Carrière grecque antique de la Corderie : Huit ans d’agonie
Avons-nous renversé l’origine grecque de Marseille ?
Mise au jour en 2017, la Carrière grecque antique de la Corderie à Marseille (France) aura vécu huit ans d’agonie avant son ré-enfouissement, du moins celui de la dernière et minuscule parcelle restante de 635 m2.
Vous avez dit « agonie » ?
Le mot « agonie » est précisément d’origine grecque : agonia signifiant le dernier combat pour la vie. La langue latine lui donna un second sens, celui de « victime sacrée » promise au sacrifice.
Quelle meilleure illustration pour la Carrière grecque du VI° siècle avant J.-C., carrière fondatrice de la plus ancienne ville de France, et exceptionnelle par son histoire et sa rareté ! Les peuples antiques sacrifiaient des animaux pour honorer leurs dieux et obtenir leur protection. Nos civilisations dites modernes continuent à sacrifier, même si la nature de leurs victimes a changé. Elles sacrifient leur jeunesse dans les guerres ; elles sacrifient leur santé dans les vagues de pollutions des airs, des eaux et des terres ; elles sacrifient leur sécurité face au terrorisme et aux violences de tous ordres ; elle sacrifient l’éducation de leurs enfants face aux dérives sociales ; elles sacrifient leur histoire en ignorant leur passé.
À ce titre, Marseille mérite assurément de recevoir une couronne grecque de lauriers d’excellence. À moins qu’elle ne choisisse pour orner son front une couronne de béton.
Huit mois d’agonie pour n’aboutir qu’à un enfouissement par étapes successives. La mobilisation d’éminents archéologues et historiens, le relais remarquable de quelques associations ne réussirent, ni à réveiller les Institutions culturelles de la cité restées étonnamment muettes durant huit ans, à l’exception du Comité du Vieux Marseille, ni à engager véritablement les pouvoirs publics de toutes natures dans des décisions et des actions volontaristes et définitives. Les déclarations de bonnes intentions ne satisfont que ceux qui les prononcent.
Pour les grecs antiques, quelques lieux avaient, par nature, une dimension sacrée. Les temples et sanctuaires en premier lieu. L’arsenal où, l’hiver, les navires de guerre étaient entreposés à terre, car le navire de combat était une des conditions de la liberté et du maintien en vie de la cité. Comme me l’écrivait madame Jacqueline de Romilly en juillet 2005, pour nos grecs tout ce qui touche à la vie est sacré.
Sacrée, notre Carrière grecque antique de la Corderie à Marseille qui donna la vie à Massalia. En ce sens la Carrière est et deviendra à nouveau ce mois de mars prochain, non seulement, une victime mais une victime sacrée.

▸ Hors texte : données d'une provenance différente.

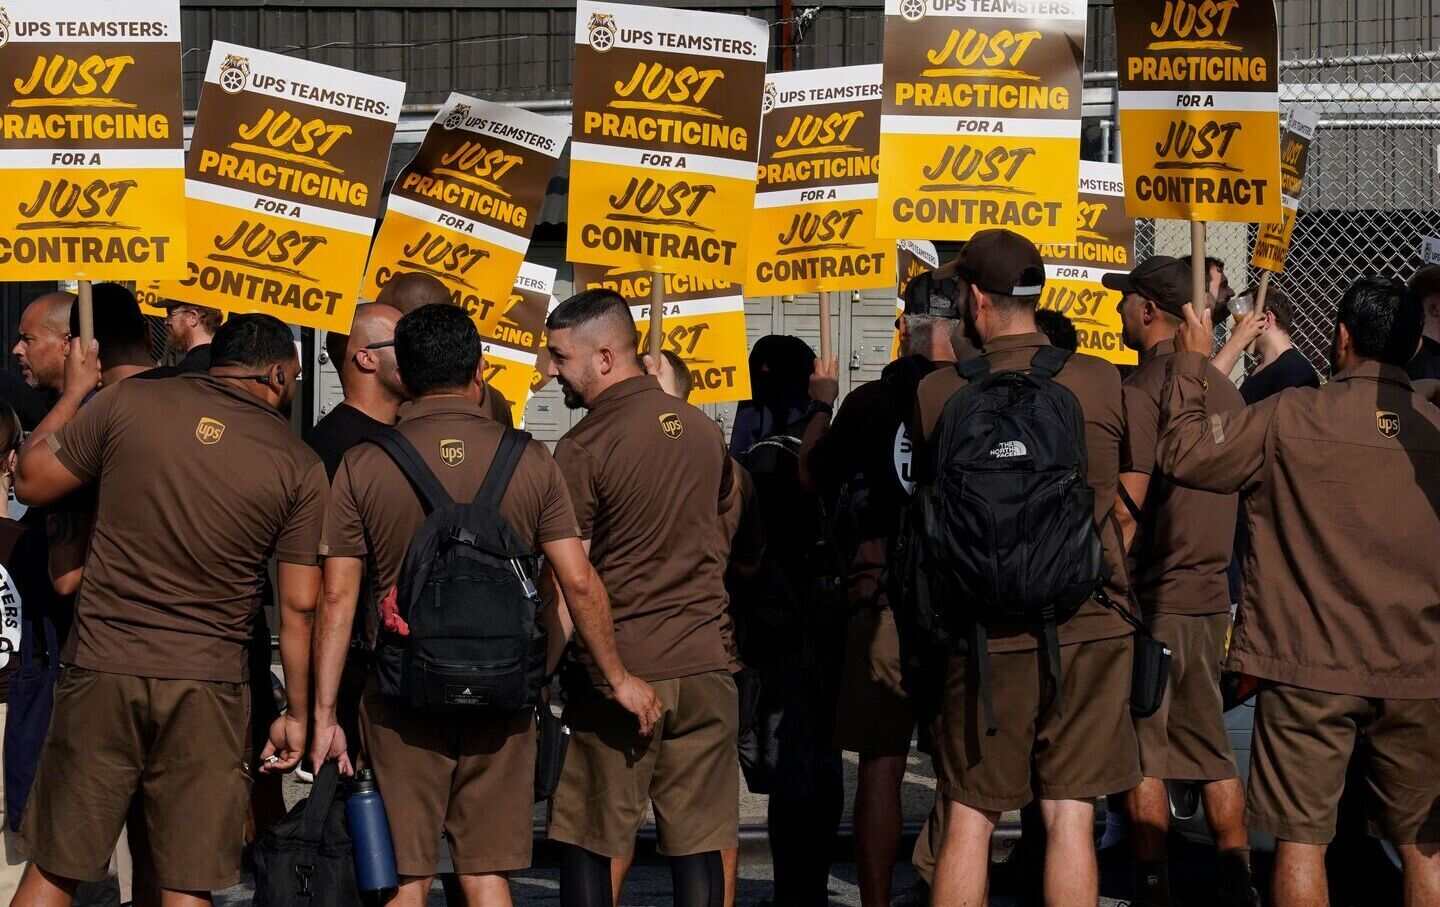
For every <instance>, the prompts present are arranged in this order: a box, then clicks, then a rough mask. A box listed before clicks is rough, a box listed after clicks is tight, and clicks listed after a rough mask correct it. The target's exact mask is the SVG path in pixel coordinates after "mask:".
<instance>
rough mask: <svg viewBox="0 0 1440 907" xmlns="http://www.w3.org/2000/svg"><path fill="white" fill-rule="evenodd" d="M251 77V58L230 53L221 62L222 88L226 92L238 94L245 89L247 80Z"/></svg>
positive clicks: (226, 92) (220, 73)
mask: <svg viewBox="0 0 1440 907" xmlns="http://www.w3.org/2000/svg"><path fill="white" fill-rule="evenodd" d="M249 78H251V60H249V58H246V56H239V55H235V53H228V55H226V56H225V62H223V63H220V88H222V89H225V92H226V94H230V95H238V94H240V92H242V91H245V82H248V81H249Z"/></svg>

Dernières idées : expropriation, déclaration d’utilité publique, ombrière …
Il serait temps de mettre fin à l’hypocrisie. Mettons définitivement un point final à une agonie de huit ans. Actons la mort de la Carrière puisque ni l’État, ni la Région, ni le Département, ni la Ville n’ont réussi, ni n’ont voulu réussir. Au début mars, dans quelques jours, l’entreprise au nom qui évoque la vie actera la mort du dernier vestige du site. Inutile de vouloir dresser une ombrière pour se donner un semblant de bonne conscience. Tout cela est indigne. Osons le reconnaître.
Toute cette pantomime est lamentable et en dit long sur le choix du béton face à notre Histoire. En vérité face à nos Valeurs.